Member of the Chamber of Deputies
- In office 15 May 1969 – 11 September 1973
- Constituency: 16th Departmental Group

Personal details
- Born: 6 December 1921 Santiago, Chile
- Died: 8 July 2000 (aged 78) Santiago, Chile
- Political party: Christian Democratic Party
- Occupation: Politician

= Lautaro Vergara =

Chilean politician

Lautaro Vergara Osorio (6 December 1921 – 8 July 2000) was a Chilean lawyer and politician, member of the Christian Democratic Party (PDC).

He served as Deputy for the 16th Departmental Group from May 1969 to September 1973, when the coup d’état dissolved Congress.

==Biography==
He was born in Chillán on 6 December 1921, the son of Leonidas Vergara Squella and María Elisa Osorio Uribe. He died in his hometown on 8 July 2000.

He married Eliana Herminia Cofré Hernández, with whom he had three children: Pedro Alejandro, Jorge Hernán, and Lautaro José.
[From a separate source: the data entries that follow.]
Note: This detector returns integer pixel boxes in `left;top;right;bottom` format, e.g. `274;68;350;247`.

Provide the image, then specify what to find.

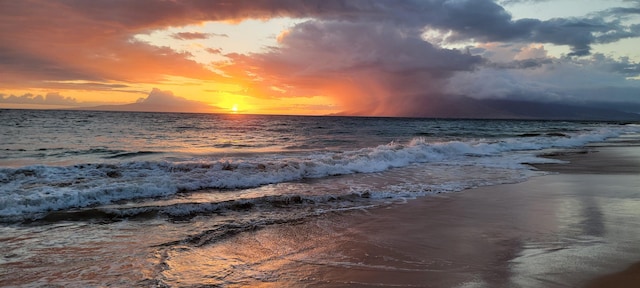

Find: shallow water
0;110;640;287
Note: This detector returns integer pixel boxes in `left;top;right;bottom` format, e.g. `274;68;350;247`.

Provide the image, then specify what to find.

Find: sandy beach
165;146;640;287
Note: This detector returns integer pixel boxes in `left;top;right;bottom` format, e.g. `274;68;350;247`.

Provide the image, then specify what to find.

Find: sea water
0;110;640;287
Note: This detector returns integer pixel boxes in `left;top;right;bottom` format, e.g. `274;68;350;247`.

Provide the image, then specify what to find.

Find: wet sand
180;143;640;287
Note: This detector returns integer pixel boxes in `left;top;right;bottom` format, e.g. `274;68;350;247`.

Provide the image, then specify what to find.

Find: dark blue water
0;110;640;287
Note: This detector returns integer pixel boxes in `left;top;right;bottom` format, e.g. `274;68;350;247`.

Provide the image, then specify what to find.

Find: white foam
0;126;640;217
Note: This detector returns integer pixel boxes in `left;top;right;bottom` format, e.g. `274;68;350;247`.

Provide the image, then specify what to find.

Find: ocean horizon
0;110;640;286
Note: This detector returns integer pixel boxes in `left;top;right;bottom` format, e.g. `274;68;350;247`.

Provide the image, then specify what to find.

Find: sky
0;0;640;116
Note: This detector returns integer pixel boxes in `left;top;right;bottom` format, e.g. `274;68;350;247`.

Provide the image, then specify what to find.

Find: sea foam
0;126;638;219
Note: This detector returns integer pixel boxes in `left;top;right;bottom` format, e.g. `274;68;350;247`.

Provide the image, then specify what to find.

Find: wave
0;126;638;219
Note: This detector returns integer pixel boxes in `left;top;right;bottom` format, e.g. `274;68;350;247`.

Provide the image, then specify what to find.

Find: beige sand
166;147;640;287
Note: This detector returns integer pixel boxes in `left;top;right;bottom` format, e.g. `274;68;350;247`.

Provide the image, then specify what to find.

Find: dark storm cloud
0;0;640;115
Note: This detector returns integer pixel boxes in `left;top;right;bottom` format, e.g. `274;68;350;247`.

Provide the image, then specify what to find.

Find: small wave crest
0;126;636;218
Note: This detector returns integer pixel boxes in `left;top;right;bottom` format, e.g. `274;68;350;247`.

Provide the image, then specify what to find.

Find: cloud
171;32;229;40
82;88;224;113
446;54;640;104
0;0;640;115
0;92;80;106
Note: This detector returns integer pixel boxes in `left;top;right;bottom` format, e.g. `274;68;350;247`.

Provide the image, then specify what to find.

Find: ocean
0;110;640;287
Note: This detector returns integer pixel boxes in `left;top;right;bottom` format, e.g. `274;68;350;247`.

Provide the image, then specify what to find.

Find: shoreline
165;146;640;288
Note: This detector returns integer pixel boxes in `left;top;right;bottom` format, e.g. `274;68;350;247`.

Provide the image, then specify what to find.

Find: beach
164;144;640;287
0;111;640;287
He completed his primary and secondary studies at the Liceo de Hombres de Chillán. Later, he entered the Escuela de Aplicación annexed to the Normal School of the same city.

He worked as an employee at the Radiodifusora de Chillán, eventually becoming the director of Radiodifusoras de Chile between 1946 and 1968.

===Public life===
He began his public career when he was elected councilman (regidor) for Chillán in 1953, serving until 1956. Later, he was re-elected councilman for three terms between 1960 and 1969.

After his first period as councilman, he joined the Christian Democratic Party, where he held various positions: communal councillor in 1963; provincial vice-president in 1964; delegate to the National Board and communal president in 1965; and provincial president between 1966 and 1967.

In the 1969 parliamentary elections he was elected Deputy for the 16th Departmental District (Chillán, Bulnes and Yungay). He was a member of the Standing Committee on Internal Government; the Committee on Public Works and Transport; and the Investigative Committee in charge of examining the procedure for granting loans by the State Bank, between 1969 and 1970.

In the 1973 parliamentary elections he was re-elected Deputy for the same Departmental District. He sat on the Standing Committee on Internal Government; the Committee on Constitution, Legislation and Justice; and the Committee on Internal Regime, Administration and Regulations. His parliamentary term was cut short by the 1973 coup d’état.